# Non-Lucrative Visa: Maintaining fiscal compliance and legal immigration status at the



## lashend (Dec 6, 2015)

Non-Lucrative Visa: Maintaining fiscal compliance and legal immigration status at the same time

[Short summary: USA citizen with non-lucrative visa, will arrive in Spain in April of this year; hoping to convert it to residence-with-work visa/permit in the Year 2 visa renewal. Remotely based freelancer with international clients. I think I should pay income taxes to Spain but don’t want to violate the terms of the non-lucrative visa. Can you please help me figure it out? Thank you!]

Hi everyone, and thank you very much if any of you can help me figure things out. I’m a real novice about a lot of these things, and, while I’ve done a lot of reading in preparation for my move, there’s still a lot to figure out. I’m “learning as I go,” and I’ll really appreciate any advice from those of you have “been there and done that.” Thank you!

My question now has to do with navigating the two big issues of visa status and tax status. To make it clear from the beginning, I want to do everything above-board, to comply with the laws, and to make sure each country is getting the tax that I owe it. I also want to be sure that I don’t violate any immigration laws: my hope is to move to Spain for the long haul, and I want to lay all the groundwork now to make that (the visa renewals and conversions I’ll have to make over the next few years) as sure and as smooth as possible. 

Here’s my situation: I’m a new-ish freelancer, and I’m preparing to move to Spain in April. I’m awaiting (with fingers crossed) my visa now. As I wrote, I hope that this will be Year 1 of a permanent move to Spain. Here are some possibly relevant details about me and my situation: 
•	I am a USA citizen.
•	I will come to Spain with the non-lucrative visa. (So I’ll have the right to live in Spain but *not* the right to work in Spain.)
•	I’ve recently moved from full-time employment with an institution (in higher education) to work as a freelancer, and I have a pretty simple professional-fiscal existence. (I don’t own any corporations or stocks, I don’t have any children, I don’t need to worry about retirement, etc., so I don’t need or want to get too complicated fiscally, I just want to be sure that I’m carrying out my very basic freelancing work in fiscal and legal compliance.) 
•	My freelance work is in language services (translation, editing, revision, etc., in case it’s relevant), I always work remotely, and my clients come from all over the world. This year, they are predominantly from USA and Italy, but next year it might easily be a different mix. (I suppose the point I’m making is that my clients are not Spanish, and my presence working in Spain doesn’t have any impact on the local labor market / threaten to take away any local job / etc.) 

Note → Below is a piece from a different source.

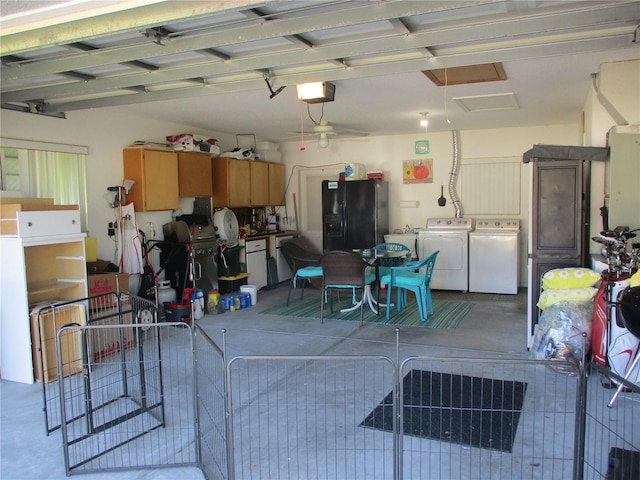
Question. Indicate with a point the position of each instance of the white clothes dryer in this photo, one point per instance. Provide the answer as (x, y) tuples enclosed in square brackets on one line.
[(449, 236), (494, 253)]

And here’s my big uncertainty: Financially and fiscally, I had hoped/planned to be “like” a digital nomad but – and this is the tricky part – be physically present in Spain during the entire year. In my original thinking, I’d planned to maintain my tax home as the USA and pay my taxes to the USA (precisely because I won’t have the right to work in Spain). But after learning more, I think that’s “not right”: I think I’ve understood that, if I work from a home in Spain for more than 183 days in the year, I am working “in” Spain and become liable to the Spanish Hacienda for income taxes on the money I’ve earned worldwide and during the duration of the entire year. Can anyone here confirm or correct me on that understanding?

Someone also told me that, even if I have the non-lucrative visa, I should still present an income tax declaration to the Hacienda (and pay it the taxes due). Can I do that?! If I can, I’d like to – first to follow the rules “now,” and second to put myself in a good position to convert from a non-lucrative visa to a residence-with-work visa during the Year 2 renewal. But obviously I don’t want to file taxes if this will violate the terms of the non-lucrative visa. 

On a related note – final question – as I said, I’d like to make this the beginning of a permanent move to Spain, and my hope is to convert the non-lucrative visa into a residence-with-work visa/permit during in the Year 2 renewal process. I’ve heard it’s relatively easy to convert from one visa/residence type to another (or in any case easier to convert types than to get the initial visa). Has anyone else done this? Could you give me any insights? And has anyone else done something similar to what I want to do? Am I thinking about the situation and the processes and the best course of action well – or would you advise a different path? And if I convert to a residence with work permit in Year 2, when do I register to be an autónomo? 

That’s a lot of questions, I suppose, but they all revolve around the same thing: how to make sure my fiscal and immigration compliance is “correct” (and smart!). If any of you have “been there and done that,” I will be very, very grateful to hear about your experience and learn from your advice – Thank you very much!


----------



## Pazcat (Mar 24, 2010)

Legally I really don't think you can declare an income as a freelancer to the tax man on a non lucrative visa because to be a legal freelancer in Spain you must register as an Autonomo(self employed) which I don't believe you can on a NL visa. 
There is an option after 1 years residency to modify the visa to a self employed one which involves much hoop jumping and trips back to the USA but as far as I can tell that would be the only real legal way to do it.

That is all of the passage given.